Mind Australia and the University of South Australia have partnered on a PhD research project where Mind is sponsoring Heather McIntyre, a Lived Experience research candidate, in her PhD. Heather’s project is titled “NDIS and the lived experience of psychosocial disability for people presenting to the emergency department (ED): A mixed methods co-enquiry study”. 

The research found that NDIS participants often receive inadequate care within emergency departments, and they are discharged from emergency departments without proper treatment due to a major disconnect with the NDIS. Emergency departments and NDIS providers must acquire further skills and service capacities to provide supportive, overlapping care and decrease distress for people with psychosocial disabilities. The voices of people with a psychosocial disability with an NDIS plan are clear that emergency departments must learn how to build trust, how to really listen and provide safe, low-sensory environments. 

Read more about the research project findings in peer-reviewed publications here:

Exploring the personal, programmatic and market barriers to choice in the NDIS for people with psychosocial disability (2022)

Mind Australia, in partnership with Deakin University, interviewed 22 individuals with psychosocial disability who are recipients of individual funding packages in three National Disability Insurance Scheme (NDIS) trial sites across Australia. This research involved examining the policy and assumptions of choice under the NDIS, as well as the experience of undertaking choice through individualised funding arrangements which position people with psychosocial disability as consumers in a market-place of service provision. 

The findings demonstrate that choice is an ongoing activity and that at every stage personal, programmatic and market barriers impact individuals capacity to maximise choice. The intent of Government policy to provide choice to individual funding recipients based on an optimally functioning market-place with empowered self-actualizing individuals, collides with a complex reality where barriers abound at every stage of the choice-making process.
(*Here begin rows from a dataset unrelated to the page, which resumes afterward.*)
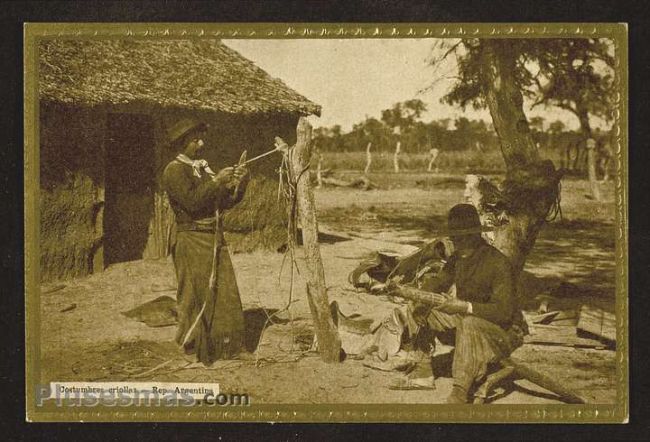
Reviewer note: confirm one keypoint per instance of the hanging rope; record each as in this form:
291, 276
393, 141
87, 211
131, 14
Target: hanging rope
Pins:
287, 190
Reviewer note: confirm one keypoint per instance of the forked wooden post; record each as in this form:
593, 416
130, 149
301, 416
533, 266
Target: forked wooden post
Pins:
368, 158
591, 168
396, 156
329, 342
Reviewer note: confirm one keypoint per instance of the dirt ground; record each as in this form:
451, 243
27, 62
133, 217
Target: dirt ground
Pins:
85, 337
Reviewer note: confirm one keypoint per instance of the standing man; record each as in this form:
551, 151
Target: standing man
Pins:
482, 319
211, 322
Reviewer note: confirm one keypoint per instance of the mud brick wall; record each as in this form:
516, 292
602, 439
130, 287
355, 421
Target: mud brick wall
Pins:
71, 199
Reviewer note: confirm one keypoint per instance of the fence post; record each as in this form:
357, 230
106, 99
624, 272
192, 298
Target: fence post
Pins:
368, 159
329, 342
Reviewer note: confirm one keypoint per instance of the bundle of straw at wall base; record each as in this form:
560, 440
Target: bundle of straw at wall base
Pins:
259, 221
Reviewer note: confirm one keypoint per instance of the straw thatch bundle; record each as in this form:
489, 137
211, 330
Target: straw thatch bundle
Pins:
190, 74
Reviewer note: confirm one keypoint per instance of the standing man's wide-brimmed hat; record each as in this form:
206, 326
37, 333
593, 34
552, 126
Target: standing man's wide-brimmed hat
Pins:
463, 219
184, 127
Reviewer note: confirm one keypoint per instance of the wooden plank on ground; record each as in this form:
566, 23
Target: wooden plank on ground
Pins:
598, 322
Enhancing choice-making of people with psychosocial disability within the NDIS requires governments and services to explicitly address the personal, programmatic and market-based barriers to choice.
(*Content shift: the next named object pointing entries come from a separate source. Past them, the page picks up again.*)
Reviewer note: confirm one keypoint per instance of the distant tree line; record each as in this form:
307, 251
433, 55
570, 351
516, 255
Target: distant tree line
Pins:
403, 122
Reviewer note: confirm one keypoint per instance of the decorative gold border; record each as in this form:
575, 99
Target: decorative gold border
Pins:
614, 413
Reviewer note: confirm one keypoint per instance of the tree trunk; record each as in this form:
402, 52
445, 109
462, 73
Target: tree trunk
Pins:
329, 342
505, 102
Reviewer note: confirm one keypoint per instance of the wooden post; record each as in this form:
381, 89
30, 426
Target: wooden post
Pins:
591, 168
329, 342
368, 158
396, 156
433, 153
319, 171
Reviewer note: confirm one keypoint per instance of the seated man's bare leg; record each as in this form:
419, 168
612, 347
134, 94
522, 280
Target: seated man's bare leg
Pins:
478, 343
Understanding people with psychosocial disability as choice-makers in the context of the NDIS (2018)

Choice and control are central to the design of the NDIS. However, the application of choice for people with psychosocial disability remains largely unexamined in the empirical literature. This study explores how people with psychosocial disability make choices in the context of the NDIS, the supports they draw on, and their understandings of themselves as choice-makers.

Choice was considered to be essential by the 22 NDIS participants interviewed for this research. They regarded it as central to providing their ability to voice what was important to them, their sense of self, their autonomy and their right to make decisions in their lives. Choice is also not an automatically positive, or even neutral, experience and is affected by a variety of factors both personal and within the social and policy contexts. The research indicates that for people with

psychosocial disability there are many barriers to choice to be overcome, and indeed that this set of barriers becomes the context in which they are required to undertake the labour of choice. 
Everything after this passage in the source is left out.